The present results show that prolonged migraine suffering is associated with changes in the diffusion properties of neuronal structures involved in trigeminal pain processing, the focus of this study. These findings represent changes that are not related to the migraine attack itself, because data were collected interictally.
Diffusion changes in the thalamocortical tract, corresponding to third order neurons, were present both types of migraineurs. The thalamocortical circuitry is based on mutual feedback loops that show marked plasticity [15
]. We interpret these changes as the possible consequence of frequent migraine attacks, with the presence of induced axonal adaptative response in the thalamocortical tract.
FA changes do not necessarily indicate lesions, and can be influenced by different variables such as myelination, axon diameter and axon density [9
]. In consequence, interpretation of the present data should also be considered from the functional perspective. Migraine patients present interictal functional abnormalities potentially related to trigeminal sensory system dysfunction, and clinicians have long been aware that migraine patients become abnormally sensitive outside attacks not just to light and sound, but also to cutaneous / mucosal stimuli [16
]. Migraine patients appear to not habituate to repetitive nociceptive stimuli [17
], and interictal thalamocortical somatosensory spike activity seems to be decreased in both migraine subtypes [18
]. Ultimately, this indicates that the thalamo-cortical tract is an important component of migraine pathophysiology, regardless of the migraine subtype. Pain modulates brain function and repetitive noxious stimulation induces long-term potentiation and hyperalgesia. The central sensitization observed in migraineurs is most probably related to an abnormal activity of the trigeminal sensory pathway.

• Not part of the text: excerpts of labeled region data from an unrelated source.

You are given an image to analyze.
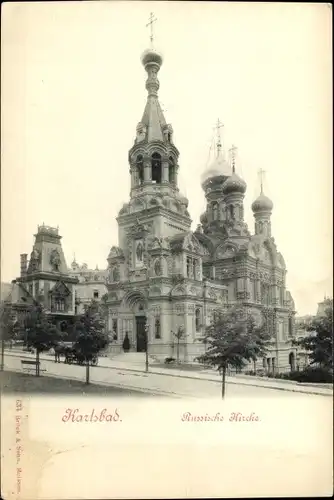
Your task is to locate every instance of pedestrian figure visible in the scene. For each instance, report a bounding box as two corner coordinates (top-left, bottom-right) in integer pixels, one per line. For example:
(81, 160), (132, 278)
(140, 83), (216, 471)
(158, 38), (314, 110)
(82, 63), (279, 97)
(123, 332), (130, 352)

Chronic or repetitive activation may modify grey and/or white matter structure [19
]. This has for example been shown in brains of individuals trained since childhood to play piano. The authors of this study [19
] found a positive correlation between the number of training hours and FA in the internal capsule, which can be interpreted as a result of an increase in the density
of myelinated axon. Paradoxically, intensive motor (piano) training results in lower FA values in the internal capsule of piano players compared to controls in two studies [19
]. This observation can be interpreted as an increase in axonal diameter
in the piano players. Training - or chronic use - may indeed have different results on white matter depending on whether it happens during brain maturation and myelination, or in the mature brain. Because repetitive, abnormally high frequency pain stimulation occurs in migraineurs, it is possible that low FA signals over the trigeminal sensory pathway do not reflect lesions in the brain, but rather an enlargement of axons as a response to over functioning.

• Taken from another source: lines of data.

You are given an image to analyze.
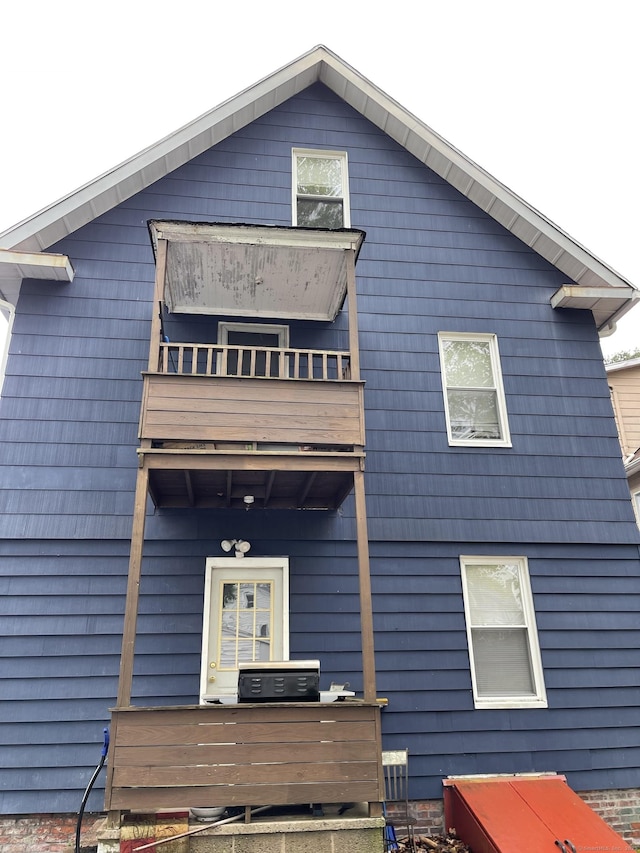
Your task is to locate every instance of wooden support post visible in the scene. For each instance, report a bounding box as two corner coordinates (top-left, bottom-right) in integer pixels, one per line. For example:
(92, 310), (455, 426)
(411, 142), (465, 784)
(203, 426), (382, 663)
(149, 240), (167, 373)
(347, 246), (360, 380)
(353, 471), (376, 702)
(117, 458), (149, 708)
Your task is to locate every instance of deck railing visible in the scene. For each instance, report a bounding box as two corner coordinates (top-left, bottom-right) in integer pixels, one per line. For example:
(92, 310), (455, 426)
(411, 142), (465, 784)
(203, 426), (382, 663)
(158, 343), (351, 380)
(106, 702), (383, 811)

One could argue that white matter changes could be related to cumulative lesions, from e.g. vascular origin. However, migraine-related lesions have a tendency to be located in posterior circulations areas [7
], and not to be related to any particular functional tract as is the case in our findings. The arrangement along a functional tract makes a vascular origin unlikely, and we conclude that the differences observed in migraineurs are most probably related to changes in function at molecular level.
As a critical pain neuromodulating structure, the periacqueductal grey matter has been implicated with the activation of the nervous system in migraine. The ventrolateral periacqueductal grey is part of a descending pain inhibiting system from the hypothalamus and frontal cortex projecting to the medullary and spinal dorsal horns. Periacqueductal gray activation inhibits contralateral trigeminovascular nociception in cats [22
]. Functional activation of the periacqueductal grey has been observed using PET during migraine attack [23
], and the periacqueductal grey of migraineurs contain more iron, a marker of cellular function, with levels increasing with the duration of the disease [24
]. We only found changes in the ventrolateral periacqueductal grey in migraineurs without aura, even if pain intensity and frequency was similar in both groups of migraineurs. These findings may indicate a possible dysfunction of the periacqueductal grey in migraineurs without aura, which could result in a lowering of the threshold for initiation of migraine attack through a lack of inhibition of the trigeminal sensory activation.
In conclusion, the data presented here show the presence of alterations in ascending (trigemino-cortical) and descending (periacqueductal gray) sensory pathways and structures in migraineurs, indicating an effect of migraine on the trigeminal sensory system at molecular level.
Further studies with larger amounts of patients are required for precise evaluation of possible pharmacologic influences; in addition, comparison with other headache disorders may indicate whether the findings reported in the present study are migraine-specific, or are the consequence of non-specific trigeminal sensory system chronic activation by corollary symptoms.